Der Krieg tobt da noch an allen Fronten. Zwei Jahre später ist Deutschland besiegt. Und der Prozess gegen die Hauptkriegsverbrecher wird eröffnet – am 18. Oktober im Berliner Kammergerichtssaal. Eine Formalie, richtig beginnen wird das Verfahren erst am 20. November in Saal 600 des eigens umgebauten Nürnberger Justizpalastes.

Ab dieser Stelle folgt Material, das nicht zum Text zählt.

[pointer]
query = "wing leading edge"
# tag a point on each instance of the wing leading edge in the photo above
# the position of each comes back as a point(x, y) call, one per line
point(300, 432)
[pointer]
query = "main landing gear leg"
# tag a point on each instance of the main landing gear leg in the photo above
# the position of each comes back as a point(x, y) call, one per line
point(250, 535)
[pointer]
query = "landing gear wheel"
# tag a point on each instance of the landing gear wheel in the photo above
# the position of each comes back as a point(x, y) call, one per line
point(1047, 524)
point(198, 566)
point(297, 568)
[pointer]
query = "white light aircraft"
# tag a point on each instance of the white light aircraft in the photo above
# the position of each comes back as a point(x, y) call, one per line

Angeklagter Nummer eins ist Göring
Einig geworden, dass es diesen Prozess geben soll, sind sich die Sieger erst im Juni 1945. Die Fehler von Versailles, als man dem besiegten Deutschland nach dem Ersten Weltkrieg die Schuld diktierte, sollen vermieden, die Schuldigen namentlich überführt werden. Gegen 50 000 Angeklagte lässt sich nicht verhandeln. Man einigt sich auf 24, zwei sind inzwischen tot, einer, Gustav Krupp, verhandlungsunfähig. Bleiben 21. Angeklagter Nummer eins ist Hermann Göring, Nazi der ersten Stunde und der Ranghöchste, der nach dem Tod von Hitler, Goebbels und Himmler noch übrig ist.
Die Namen vieler Zeugen werden aus Sicherheitsgründen zurückgehalten. Weder die Verteidiger noch die Berichterstatter wissen, dass als erster Erwin Lahousen Edler von Vivremont aussagen wird, vormals Generalmajor der Deutschen Wehrmacht.

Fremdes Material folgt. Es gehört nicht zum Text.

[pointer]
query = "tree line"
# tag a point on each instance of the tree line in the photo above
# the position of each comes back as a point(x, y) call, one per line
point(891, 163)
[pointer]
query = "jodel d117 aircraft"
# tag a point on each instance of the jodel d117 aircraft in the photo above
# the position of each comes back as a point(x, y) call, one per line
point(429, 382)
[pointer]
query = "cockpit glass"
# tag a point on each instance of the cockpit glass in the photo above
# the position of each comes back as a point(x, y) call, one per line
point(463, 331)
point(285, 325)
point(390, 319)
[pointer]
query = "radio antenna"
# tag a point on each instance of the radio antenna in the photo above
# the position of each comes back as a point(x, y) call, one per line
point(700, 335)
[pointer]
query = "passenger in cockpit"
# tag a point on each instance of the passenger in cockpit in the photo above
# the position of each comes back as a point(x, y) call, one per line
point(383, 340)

Der Mammutprozess muss binnen kürzester Zeit vorbereitet werden. Fotos zeigen knöchelhoch mit Akten bedeckte Räume. Bis zur Urteilsverkündung am 1. Oktober 1946 werden die Ankläger 2630 Dokumente vorlegen, werden 270 Zeugenaussagen auf 27 000 Meter Tonband aufgezeichnet. Mehr als 250 Journalisten verfolgen das Verfahren. Unter ihnen sind Schriftsteller wie der Amerikaner John Dos Passos, der Russe Ilja Ehrenburg, der Deutsche Erich Kästner, für eine norwegische Zeitung beobachtet Willy Brandt.
Vor allem der amerikanische Chefankläger Robert Jackson hat Großes vor: Er will den Krieg grundsätzlich als Verbrechen verurteilen. Verschwörung zum Angriffskrieg lautet der zentrale Vorwurf. Der Holocaust, der in seinem vollen Ausmaß noch gar nicht bekannt ist, steht in diesem Verfahren nur am Rande zur Debatte. Zwar ist Crime against Humanity Punkt vier auf der Anklageliste – was in der Regel mit Verbrechen gegen die Menschlichkeit übersetzt wird, aber auch Verbrechen gegen die Menschheit bedeuten kann. Wichtige Dokumente, wie das Protokoll der Wannseekonferenz, wo die sogenannte „Endlösung der Judenfrage“ organisiert wurde, sind jedoch noch nicht gefunden.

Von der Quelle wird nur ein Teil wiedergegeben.